4 février SAINTE JEANNE DE VALOIS Reine de France (1463-1503)

 

Sainte Jeanne de Valois, fille du roi Louis XI, vint au monde toute laide et contrefaite, mais, en revanche, le Ciel révéla en elle, dès ses plus tendres années, une âme d'élite. Sa piété envers la Sainte Vierge marquait son âme du sceau des prédestinés. Elle avait cinq ans lorsque la Mère de Dieu daigna lui apprendre qu'elle était appelée à fonder en Son honneur un Ordre dont le but principal serait l'imitation de Ses vertus.

Jeanne fut mariée malgré elle à un prince qui l'avait en aversion et ne la regarda jamais comme son épouse. Après quelques années pleines d'épreuves pour elle, le roi Louis XI étant mort, ce mariage, contracté en des conditions déplorables, fut, à la demande du mari, déclaré nul par le Souverain Pontife: "Que Dieu soit glorifié, dit alors la Sainte, mes chaînes sont brisées; c'est Lui qui l'a voulu, afin que désormais je puisse mieux Le servir que je ne l'ai fait jusqu'ici."

Ses adieux au prince furent touchants: "Je vous dois, dit-elle, une grande reconnaissance, puisque vous me retirez de la servitude du siècle. Pardonnez-moi mes torts; désormais, ma vie se passera à prier pour vous et pour la France."

Dès lors la prière devint la compagne inséparable de Jeanne.

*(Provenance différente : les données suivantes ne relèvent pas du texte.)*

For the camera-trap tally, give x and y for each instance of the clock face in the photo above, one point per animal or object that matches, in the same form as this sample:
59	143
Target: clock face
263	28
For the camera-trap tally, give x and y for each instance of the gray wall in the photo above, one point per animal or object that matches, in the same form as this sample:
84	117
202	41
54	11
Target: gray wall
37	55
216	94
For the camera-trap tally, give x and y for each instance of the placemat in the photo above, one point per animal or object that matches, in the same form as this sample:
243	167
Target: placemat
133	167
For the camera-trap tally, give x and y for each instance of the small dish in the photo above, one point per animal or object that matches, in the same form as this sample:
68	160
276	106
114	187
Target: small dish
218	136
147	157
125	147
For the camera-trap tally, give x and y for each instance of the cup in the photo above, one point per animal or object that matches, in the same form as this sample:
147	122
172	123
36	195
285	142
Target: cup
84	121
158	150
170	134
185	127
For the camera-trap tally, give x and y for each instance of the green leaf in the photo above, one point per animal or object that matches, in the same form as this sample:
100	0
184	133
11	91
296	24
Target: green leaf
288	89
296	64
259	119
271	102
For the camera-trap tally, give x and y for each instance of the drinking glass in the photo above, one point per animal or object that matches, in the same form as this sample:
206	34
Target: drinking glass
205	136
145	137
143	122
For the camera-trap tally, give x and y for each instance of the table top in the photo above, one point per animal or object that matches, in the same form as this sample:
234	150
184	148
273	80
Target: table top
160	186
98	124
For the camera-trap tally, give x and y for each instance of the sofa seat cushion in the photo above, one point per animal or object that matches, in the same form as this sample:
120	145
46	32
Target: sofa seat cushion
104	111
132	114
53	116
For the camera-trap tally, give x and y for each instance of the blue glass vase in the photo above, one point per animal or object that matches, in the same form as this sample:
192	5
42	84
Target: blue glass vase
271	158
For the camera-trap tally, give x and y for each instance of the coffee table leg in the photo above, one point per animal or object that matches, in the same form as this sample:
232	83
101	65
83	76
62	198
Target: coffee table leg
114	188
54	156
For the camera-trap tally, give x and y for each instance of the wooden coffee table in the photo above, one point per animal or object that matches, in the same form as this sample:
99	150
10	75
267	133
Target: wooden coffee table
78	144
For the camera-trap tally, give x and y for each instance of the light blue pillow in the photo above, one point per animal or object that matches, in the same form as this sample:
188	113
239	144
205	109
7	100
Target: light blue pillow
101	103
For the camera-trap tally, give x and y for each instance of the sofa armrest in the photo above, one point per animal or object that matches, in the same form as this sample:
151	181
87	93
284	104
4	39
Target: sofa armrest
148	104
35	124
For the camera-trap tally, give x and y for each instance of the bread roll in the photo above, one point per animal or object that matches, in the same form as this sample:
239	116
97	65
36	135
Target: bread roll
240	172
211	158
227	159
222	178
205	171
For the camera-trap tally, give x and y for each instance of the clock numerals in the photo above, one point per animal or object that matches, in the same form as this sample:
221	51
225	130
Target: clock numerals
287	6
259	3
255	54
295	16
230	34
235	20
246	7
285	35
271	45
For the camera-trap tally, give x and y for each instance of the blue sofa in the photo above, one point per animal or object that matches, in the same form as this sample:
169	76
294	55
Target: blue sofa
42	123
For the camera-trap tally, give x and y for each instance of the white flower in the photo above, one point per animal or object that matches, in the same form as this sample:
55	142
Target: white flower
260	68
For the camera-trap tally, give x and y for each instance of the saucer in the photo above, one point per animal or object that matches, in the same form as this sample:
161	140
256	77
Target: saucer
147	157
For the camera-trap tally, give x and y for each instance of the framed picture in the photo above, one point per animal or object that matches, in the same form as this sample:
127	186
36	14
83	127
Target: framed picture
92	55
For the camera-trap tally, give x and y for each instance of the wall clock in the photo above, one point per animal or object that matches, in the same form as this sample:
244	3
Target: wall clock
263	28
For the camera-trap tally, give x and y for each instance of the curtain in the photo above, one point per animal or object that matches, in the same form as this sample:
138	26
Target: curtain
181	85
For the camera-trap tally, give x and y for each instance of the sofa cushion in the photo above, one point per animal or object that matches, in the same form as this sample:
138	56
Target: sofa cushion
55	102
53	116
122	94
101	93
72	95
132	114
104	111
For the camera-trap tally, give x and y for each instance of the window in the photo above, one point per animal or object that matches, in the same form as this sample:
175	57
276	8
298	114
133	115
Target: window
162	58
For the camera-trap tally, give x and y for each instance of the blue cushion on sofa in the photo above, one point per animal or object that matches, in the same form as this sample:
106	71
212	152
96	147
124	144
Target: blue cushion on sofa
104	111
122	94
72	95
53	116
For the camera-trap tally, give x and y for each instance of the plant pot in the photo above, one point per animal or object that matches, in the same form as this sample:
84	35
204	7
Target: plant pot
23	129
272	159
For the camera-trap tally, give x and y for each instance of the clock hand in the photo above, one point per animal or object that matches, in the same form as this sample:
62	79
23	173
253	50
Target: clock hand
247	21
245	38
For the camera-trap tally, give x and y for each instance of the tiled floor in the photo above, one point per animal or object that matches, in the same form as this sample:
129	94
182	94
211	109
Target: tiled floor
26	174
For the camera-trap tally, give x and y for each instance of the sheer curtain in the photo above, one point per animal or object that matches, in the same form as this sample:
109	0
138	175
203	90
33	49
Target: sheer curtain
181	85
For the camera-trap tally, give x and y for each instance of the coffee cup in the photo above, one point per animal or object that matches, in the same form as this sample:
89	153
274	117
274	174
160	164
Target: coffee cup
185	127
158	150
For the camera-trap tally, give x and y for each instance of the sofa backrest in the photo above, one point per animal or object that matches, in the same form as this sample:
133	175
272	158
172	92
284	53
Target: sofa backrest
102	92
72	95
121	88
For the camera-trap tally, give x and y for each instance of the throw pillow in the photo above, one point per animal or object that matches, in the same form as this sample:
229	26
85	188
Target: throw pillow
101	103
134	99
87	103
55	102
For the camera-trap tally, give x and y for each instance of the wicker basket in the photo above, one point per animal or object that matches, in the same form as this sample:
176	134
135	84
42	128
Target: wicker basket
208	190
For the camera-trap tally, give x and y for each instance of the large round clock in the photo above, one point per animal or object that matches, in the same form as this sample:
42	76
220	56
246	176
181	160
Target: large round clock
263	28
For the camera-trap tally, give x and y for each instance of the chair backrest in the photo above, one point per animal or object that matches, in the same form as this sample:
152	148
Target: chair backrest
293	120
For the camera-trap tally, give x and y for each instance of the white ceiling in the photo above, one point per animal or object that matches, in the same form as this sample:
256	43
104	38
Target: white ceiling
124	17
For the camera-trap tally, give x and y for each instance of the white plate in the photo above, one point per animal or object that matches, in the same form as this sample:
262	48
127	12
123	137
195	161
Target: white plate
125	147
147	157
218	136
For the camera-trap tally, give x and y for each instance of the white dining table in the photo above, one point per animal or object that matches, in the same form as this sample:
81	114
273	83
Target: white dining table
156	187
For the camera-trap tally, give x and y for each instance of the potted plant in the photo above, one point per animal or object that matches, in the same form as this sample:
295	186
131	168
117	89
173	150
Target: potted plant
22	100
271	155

Son ardent amour pour Jésus-Christ lui fit embrasser les mortifications volontaires, et plus d'une fois on la vit, à genoux au pied d'une Croix, se frapper la poitrine avec une pierre et répandre un torrent de larmes, à la pensée de ses péchés et des souffrances de Jésus-Christ. Elle jeûnait et prolongeait ses veilles, ses prières et ses macérations trois jours au moins par semaine.

Consoler les pauvres, les servir à table, laver et baiser leurs pieds, voilà quelles étaient les occupations chères à son coeur. Son humilité aurait voulu cacher à tous les yeux les prodiges de sa charité; elle n'aurait désiré que Dieu seul pour témoin, car elle ne cherchait que Lui dans la pratique de toutes les vertus.

L'Eucharistie était sa force mystérieuse; elle ne la recevait jamais que toute baignée de larmes, et c'est au pied du Tabernacle qu'elle trouvait tous les trésors de dévouement qu'elle prodiguait autour d'elle.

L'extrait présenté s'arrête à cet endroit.